This iterative technique is useful when dealing with problems that involve finding a (longest/shortest) subsequence that satisfies a given criteria in a string or an array. We maintain two pointers, left and right; initially located at the first index.
$\rightarrow$ For the case of finding the longest subarray/substrig, the right pointer is moved as long as the subarray defined by the range [left, right] satisfies the window (subarray) criterion. Once the window condition is broken, the left pointer is moved until the window condition gets satisfied or it catches up to the right pointer. A typical logic will look like this:
def solution(nums, *args, **kwargs):
left, res = 0, 0
for right in range(len(nums)):
while (window_condition_broken) and (left < right):
# do some logic here
left += 1
# update res
return res
$\rightarrow$ For the case of finding shortest subsequence, the strategy is exactly reversed. The right pointer is moved until the subarray condition is satisfied; at which point the left pointer is incremented until the condition is broken.
Let’s apply the sliding window technique to this problem: Given a string find the longest substring without repeating characters.
- We will maintain a data structure to keep track of characters present in the substring defined by [left, right]. An obvious choice here is a set.

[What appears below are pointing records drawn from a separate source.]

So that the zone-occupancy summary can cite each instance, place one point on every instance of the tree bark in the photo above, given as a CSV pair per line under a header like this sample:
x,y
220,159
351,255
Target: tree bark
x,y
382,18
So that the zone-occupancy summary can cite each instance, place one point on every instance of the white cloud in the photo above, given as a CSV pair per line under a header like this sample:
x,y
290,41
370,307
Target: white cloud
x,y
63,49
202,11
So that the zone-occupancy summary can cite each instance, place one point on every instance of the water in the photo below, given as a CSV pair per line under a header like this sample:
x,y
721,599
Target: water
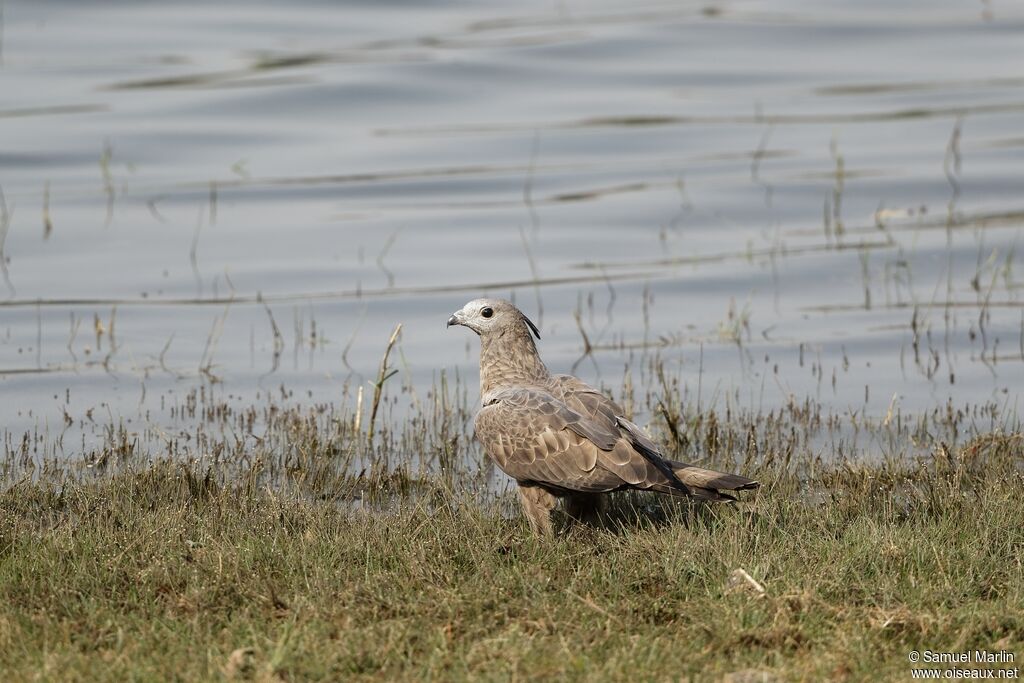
x,y
784,200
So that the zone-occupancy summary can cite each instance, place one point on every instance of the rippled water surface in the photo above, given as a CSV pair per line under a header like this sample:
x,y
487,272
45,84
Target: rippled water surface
x,y
778,200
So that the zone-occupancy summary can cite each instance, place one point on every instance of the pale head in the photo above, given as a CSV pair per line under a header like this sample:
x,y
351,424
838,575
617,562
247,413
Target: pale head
x,y
485,316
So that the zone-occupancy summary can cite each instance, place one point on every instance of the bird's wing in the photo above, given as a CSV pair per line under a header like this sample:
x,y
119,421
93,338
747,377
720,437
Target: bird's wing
x,y
587,400
535,436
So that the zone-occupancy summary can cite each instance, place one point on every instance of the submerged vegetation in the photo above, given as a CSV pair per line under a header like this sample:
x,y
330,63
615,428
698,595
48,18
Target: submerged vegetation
x,y
276,543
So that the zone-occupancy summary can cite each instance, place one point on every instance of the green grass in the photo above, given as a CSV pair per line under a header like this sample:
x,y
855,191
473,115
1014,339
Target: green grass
x,y
168,570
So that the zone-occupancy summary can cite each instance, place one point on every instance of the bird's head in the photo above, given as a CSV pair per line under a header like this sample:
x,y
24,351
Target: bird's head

- We then keep moving the right pointer increasing the subarray length.
- The moment we reach a position where the character has already been encountered, the condition of non-repeatedness is broken.
- We then move the left pointer until we reach a position such that the character at that left location is the one causing the broken window condition.
- As we move the left pointer, we also need to make sure that we remove the previous characters from the set.
def longest_non_repeating(s):
left, max_length = 0, 0
encountered = set()
for right in range(len(s)):
while (s[right] in encountered) and (left < right):
encountered.remove(s[left])
left += 1
encountered.add(s[right])
max_length = max(max_length, right - left + 1)
return max_length
Let’s consider another problem: Given an array of positive integers nums and a positive integer target, return the minimal length of a subarray whose sum is greater than or equal to target. If there is no such subarray, return 0 instead.
The window condition here is that the elements of the window should sum to greater or equal to the target.
- What if the window at given moment sums to less than the target? The only way to make the window sum greater or equal to target is to move the right pointer.
- What id the window at given moment sums to greater than target? In this case, since our goal is to find the shortest window, the only way to shorten the window is to move the left pointer, in the hopes that the new window also satisfies the window condition.
def min_subarray_sum(nums, target):
left = 0
curr_sum, min_length = 0, float('inf')
for right in range(len(nums)):
curr_sum += nums[right]
while (curr_sum >= target) and (left <= right):
min_length = min(min_length, right - left + 1)
curr_sum -= nums[left]
left += 1
return 0 if min_length == float('inf') else min_length
The questions we have considered above were windows that had variable size. Let us now consider a problem, where the size of the window is fixed - given two strings s and p, return an array of all the start indices of p’s anagrams in s. Both s and p only consists of lowercase english letters.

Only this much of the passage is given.